Early Diagnosis of Pancreatic Cancer using Urinary Biomarkers and Machine Learning

Diagnosing pancreatic ductal adenocarcinoma (PDAC) and chronic pancreatitis (CP) early is crucial for better patient outcomes. However, the lack of specific biomarkers makes this challenging. This study investigated the potential of a panel of four urinary biomarkers (creatinine, LYVE1, REG1B, and TFF1) combined with machine learning (support vector machines and neural networks) for diagnosis. We analyzed a publicly available dataset of 590 urine samples categorized as healthy, benign pancreatic disease, or PDAC. All samples were collected before treatment and age and sex were balanced across groups. Both machine learning models achieved high accuracy (>89%) and sensitivity (>84%) for PDAC diagnosis.

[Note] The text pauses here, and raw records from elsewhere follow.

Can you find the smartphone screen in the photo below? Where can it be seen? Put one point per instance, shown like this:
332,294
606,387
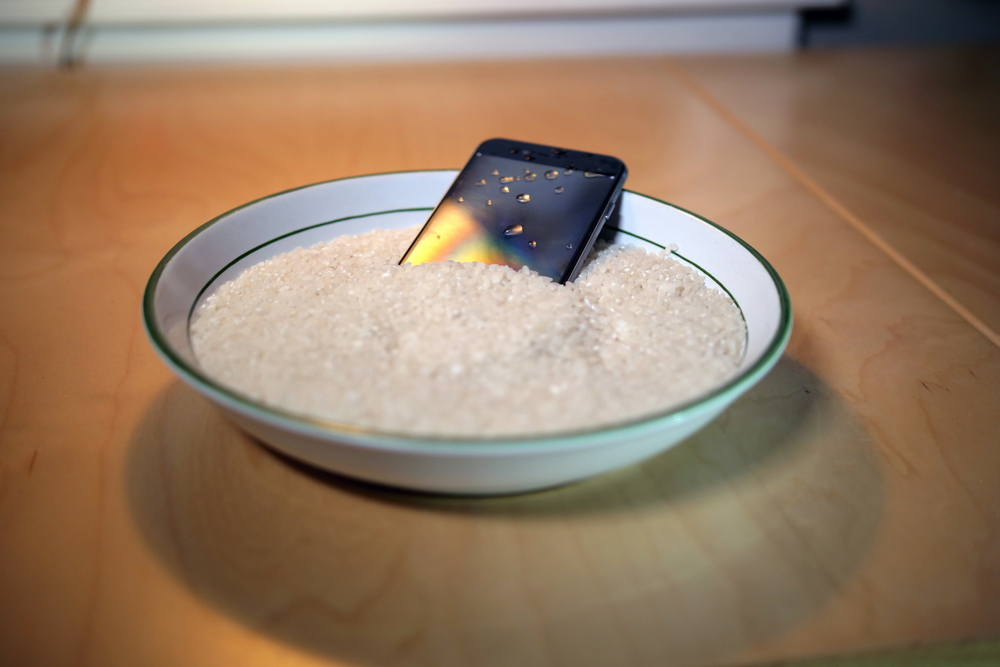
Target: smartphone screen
522,204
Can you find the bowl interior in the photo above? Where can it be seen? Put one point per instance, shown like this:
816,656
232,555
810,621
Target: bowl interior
221,249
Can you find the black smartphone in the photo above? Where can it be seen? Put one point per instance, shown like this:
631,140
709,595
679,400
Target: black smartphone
522,204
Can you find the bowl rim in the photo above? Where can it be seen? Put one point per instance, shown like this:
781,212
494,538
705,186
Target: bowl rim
390,440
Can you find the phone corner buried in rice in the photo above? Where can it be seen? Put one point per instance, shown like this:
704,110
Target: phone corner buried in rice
521,204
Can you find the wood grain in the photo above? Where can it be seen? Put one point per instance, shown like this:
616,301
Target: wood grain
849,502
906,140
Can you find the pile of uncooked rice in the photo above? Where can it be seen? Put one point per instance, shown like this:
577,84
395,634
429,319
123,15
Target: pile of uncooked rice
339,331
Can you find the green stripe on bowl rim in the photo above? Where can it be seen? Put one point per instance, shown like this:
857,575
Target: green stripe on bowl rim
388,440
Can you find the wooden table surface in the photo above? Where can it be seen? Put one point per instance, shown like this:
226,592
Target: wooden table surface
851,501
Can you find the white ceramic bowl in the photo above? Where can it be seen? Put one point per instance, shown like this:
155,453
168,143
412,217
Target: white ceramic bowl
221,249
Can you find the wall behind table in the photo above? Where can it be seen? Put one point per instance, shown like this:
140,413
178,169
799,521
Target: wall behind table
82,31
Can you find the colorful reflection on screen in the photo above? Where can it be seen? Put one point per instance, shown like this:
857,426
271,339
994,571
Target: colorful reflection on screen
507,211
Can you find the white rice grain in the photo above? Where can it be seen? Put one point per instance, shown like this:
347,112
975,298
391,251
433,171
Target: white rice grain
340,332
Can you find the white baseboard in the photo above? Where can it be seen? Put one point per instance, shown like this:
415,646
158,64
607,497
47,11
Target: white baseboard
418,40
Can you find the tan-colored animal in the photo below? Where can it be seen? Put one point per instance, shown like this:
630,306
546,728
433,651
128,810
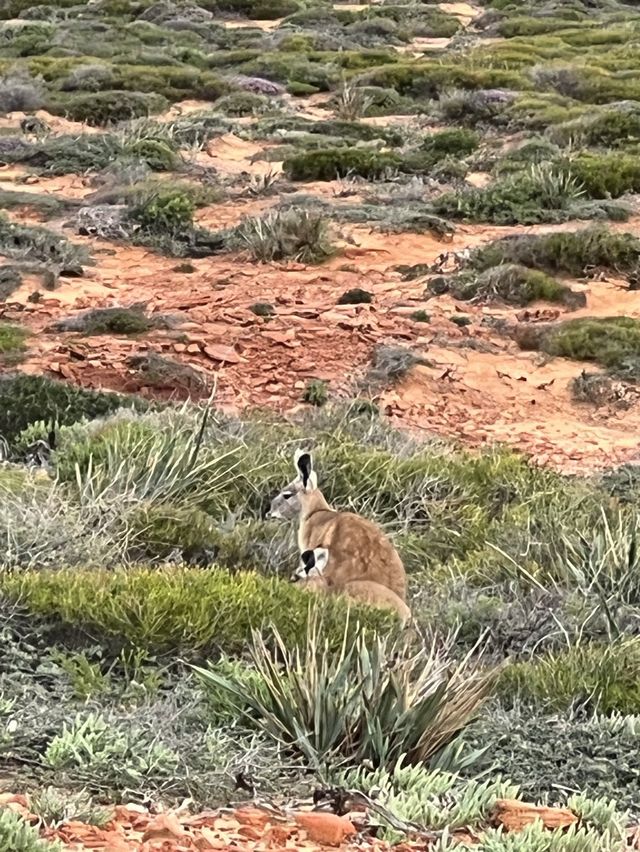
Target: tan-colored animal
310,573
359,549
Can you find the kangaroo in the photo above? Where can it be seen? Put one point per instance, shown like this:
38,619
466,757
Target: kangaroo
310,572
359,549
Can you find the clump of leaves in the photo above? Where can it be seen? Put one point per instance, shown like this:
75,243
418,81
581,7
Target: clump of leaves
513,284
16,835
295,234
390,364
599,677
356,296
174,609
570,252
333,163
28,399
316,393
355,705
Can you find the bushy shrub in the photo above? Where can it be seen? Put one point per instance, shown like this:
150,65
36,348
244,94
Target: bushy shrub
40,245
298,234
570,252
102,108
331,164
20,92
604,678
540,194
513,284
184,609
16,835
610,341
27,399
166,210
356,706
606,175
609,128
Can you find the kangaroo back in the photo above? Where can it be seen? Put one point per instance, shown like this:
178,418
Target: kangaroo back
376,595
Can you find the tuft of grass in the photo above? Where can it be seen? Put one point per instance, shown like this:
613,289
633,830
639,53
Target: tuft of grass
603,678
612,342
570,252
373,700
12,340
294,234
513,284
183,609
316,393
334,163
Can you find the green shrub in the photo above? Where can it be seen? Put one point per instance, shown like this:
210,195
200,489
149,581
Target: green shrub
610,341
356,706
570,252
242,103
605,678
540,194
101,108
608,128
173,609
331,164
12,340
159,156
27,399
166,210
606,175
16,835
316,393
513,284
40,245
281,234
455,142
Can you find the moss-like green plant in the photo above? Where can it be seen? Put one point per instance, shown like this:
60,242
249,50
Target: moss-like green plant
330,164
190,609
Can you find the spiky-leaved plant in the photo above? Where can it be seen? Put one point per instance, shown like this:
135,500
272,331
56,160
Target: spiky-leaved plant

For CP diagnosis, neural networks performed slightly better (accuracy: 75.3%, sensitivity: 65.1%) compared to support vector machines (accuracy: 71.0%, sensitivity: 59.0%). These results suggest that both methods hold promise for diagnosing these diseases. The use of urinary biomarkers offers several advantages. Urine collection is non-invasive and patient-friendly, the biomarkers are stable and detectable in early stages of disease, and measurement is relatively inexpensive. Our study has limitations, including a small sample size and a retrospective design. Further research with larger, more diverse populations and prospective studies is needed. Additionally, the potential use of these biomarkers for risk stratification and disease progression monitoring requires investigation. In conclusion, this study demonstrates the potential of a combined approach using urinary biomarkers and machine learning algorithms for diagnosing PDAC and CP. While neural networks showed a slight edge for CP diagnosis, both methods performed well. Further research is needed to validate these findings and explore the broader potential of these biomarkers.